Is it really worth all this debate? Even Shakespeare himself cast aspersions on the dignity of the 26th letter of the alphabet with an insult I’m going to try to work into at least two conversations today: Thou whoreson zed! Thou unnecessary letter! (King Lear, act II, scene II.)

You got me curious, though, so I did a little bit more research on the subject. According to the Concise Oxford Companion, “The modification of zed to zee appears to have been by analogy with bee, dee, vee, etc.” It seems Noah Webster, the dictionary guru, seems to have mass-marketed the “zee” pronunciation, along with the incorrect spelling of “centre”.

Apparently we Canadians aren’t the only ones feeling the effects of the Americanization of the “Sesame Street” phenomenon you mentioned and its influence on how you learned to say zee versus zed. I found a research paper titled, “Can Sesame Street bridge the Pacific Ocean? The effects of American television on the Australian language.” The introduction to her thesis talks about how just like here, Australian kids learn to say “zee” by watching Sesame Street and their parents correct them to say “zed”.

Sesame Street’s influence also gets mentioned in this chapter from the textbook Sociolinguistic Theory: Linguistic Variation and Its Social Significance. He says,

With the use of “zee” stigmatized, it is perhaps strange that children should learn it at all. One source is pre-school television shows beamed from the United States, notably one called Sesame Street, which was almost universally watched by children in the 1960s when it had no serious rivals… Sesame Street and its imitators promote the alphabet with zeal, almost as a fetish, thus ensuring that their young viewers hear it early and recite it often. The “zee” pronunciation is reinforced especially by the “Alphabet Song,” a piece of doggerel set to music that ends with these lines:

ell em en oh pee cue,
ar ess tee,
yoo vee double-yoo, eks wye zee.
Now I know my ey bee sees,
Next time, won’t you sing with me?

The rhyme of “zee” with “tee” is ruined if it is pronounced “zed,” a fact that seems so salient that many Ontario nursery school teachers retain it in the song even though they would never use it elsewhere.

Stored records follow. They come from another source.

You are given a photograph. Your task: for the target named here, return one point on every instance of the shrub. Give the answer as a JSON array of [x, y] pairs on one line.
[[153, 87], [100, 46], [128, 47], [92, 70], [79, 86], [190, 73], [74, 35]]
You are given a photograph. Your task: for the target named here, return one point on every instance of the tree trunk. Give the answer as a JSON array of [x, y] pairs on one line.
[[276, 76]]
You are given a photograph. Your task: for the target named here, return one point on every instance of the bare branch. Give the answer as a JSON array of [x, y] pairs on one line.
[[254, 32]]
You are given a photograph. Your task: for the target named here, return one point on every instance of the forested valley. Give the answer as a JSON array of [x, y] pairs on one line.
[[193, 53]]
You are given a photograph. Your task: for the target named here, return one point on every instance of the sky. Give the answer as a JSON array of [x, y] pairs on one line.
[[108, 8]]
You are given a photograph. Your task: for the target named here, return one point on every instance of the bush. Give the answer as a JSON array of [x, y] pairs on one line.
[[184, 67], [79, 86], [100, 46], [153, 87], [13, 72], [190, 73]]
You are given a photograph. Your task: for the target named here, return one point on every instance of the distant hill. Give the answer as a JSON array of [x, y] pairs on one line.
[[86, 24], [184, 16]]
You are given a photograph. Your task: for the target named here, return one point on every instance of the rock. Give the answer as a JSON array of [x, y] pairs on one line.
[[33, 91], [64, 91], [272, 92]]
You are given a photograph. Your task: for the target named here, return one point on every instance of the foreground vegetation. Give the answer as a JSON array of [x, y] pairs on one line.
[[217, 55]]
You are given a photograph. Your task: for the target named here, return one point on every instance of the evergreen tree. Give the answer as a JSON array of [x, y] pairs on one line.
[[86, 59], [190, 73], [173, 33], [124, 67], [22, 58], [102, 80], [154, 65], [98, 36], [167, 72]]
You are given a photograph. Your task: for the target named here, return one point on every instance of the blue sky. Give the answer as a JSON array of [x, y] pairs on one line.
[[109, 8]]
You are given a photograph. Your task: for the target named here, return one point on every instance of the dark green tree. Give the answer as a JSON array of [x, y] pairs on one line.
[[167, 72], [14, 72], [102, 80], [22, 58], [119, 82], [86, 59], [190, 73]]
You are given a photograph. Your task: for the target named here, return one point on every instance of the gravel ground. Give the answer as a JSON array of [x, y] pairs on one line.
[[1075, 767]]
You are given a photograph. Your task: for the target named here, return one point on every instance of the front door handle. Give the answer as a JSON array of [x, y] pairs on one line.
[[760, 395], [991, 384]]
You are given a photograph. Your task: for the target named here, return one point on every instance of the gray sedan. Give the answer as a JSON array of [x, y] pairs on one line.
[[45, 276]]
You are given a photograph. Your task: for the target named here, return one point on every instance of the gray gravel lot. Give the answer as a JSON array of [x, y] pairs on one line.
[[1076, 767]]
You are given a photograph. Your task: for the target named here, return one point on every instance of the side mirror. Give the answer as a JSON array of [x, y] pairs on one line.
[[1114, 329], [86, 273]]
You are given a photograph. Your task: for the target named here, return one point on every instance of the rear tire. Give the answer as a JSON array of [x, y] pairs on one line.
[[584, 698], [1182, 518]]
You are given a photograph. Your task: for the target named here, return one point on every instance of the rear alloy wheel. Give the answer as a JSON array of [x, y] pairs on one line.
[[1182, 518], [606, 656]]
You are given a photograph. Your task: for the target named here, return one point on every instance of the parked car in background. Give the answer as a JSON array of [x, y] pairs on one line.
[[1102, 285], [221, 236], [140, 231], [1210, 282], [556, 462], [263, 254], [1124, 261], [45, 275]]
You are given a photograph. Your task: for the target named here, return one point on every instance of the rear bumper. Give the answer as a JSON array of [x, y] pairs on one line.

More than just ending the alphabet song with a jarring non-rhyme, the zed/zee conundrum poses problems for people trying to market technology across the border. CNews reports on a Toronto law firm who lobbied Bell Canada and Nortel to change the pronunciation from “zee” to “zed” in the directory on their voice mail system:

“We’ve had inquiries about why it is the way it is when we’re Canadian,” said Tammie Manning, a communications analyst at the law firm. “(People said) we’re not the States. We’re independent. Why should we be subjected to that?”

Several officials from Nortel insisted the technology to make the switch from “zee” to “zed” was simply not yet available. But by mid-afternoon Friday, following several calls from a reporter, the company’s director of corporate communications said Nortel would change the “zee” to “zed” as soon as possible.

And then, of course, there is the infamous Joe Canadian rant from Molson’s, which although overplayed and out of date, still merits mention in the discussion:

Hey, I’m not a lumberjack, or a fur trader, and I don’t live in an igloo, or eat blubber or own a dogsled. And I don’t know Jimmy, Sally or Suzy from Canada, although I’m certain they’re really, really nice. I have a Prime Minister… not a president, I speak English and French, not American and I pronounce it About, not A-boot.

I can proudly sew my country’s flag on my backpack, I believe in peacekeeping, not policing, diversity not assimilation, and that the beaver is a truly proud and noble animal. A toque is a hat, a chesterfield is a couch, and it IS pronounced Zed, not Zee… ZED!! Canada is the 2nd largest land mass, the 1st nation of hockey, and the best part of North America. My name is Joe and I AM CANADIAN! Thank you.

So you see, dearest Nancy, it DOES matter, in a patriotic sort of way. Aren’t you sorry you asked?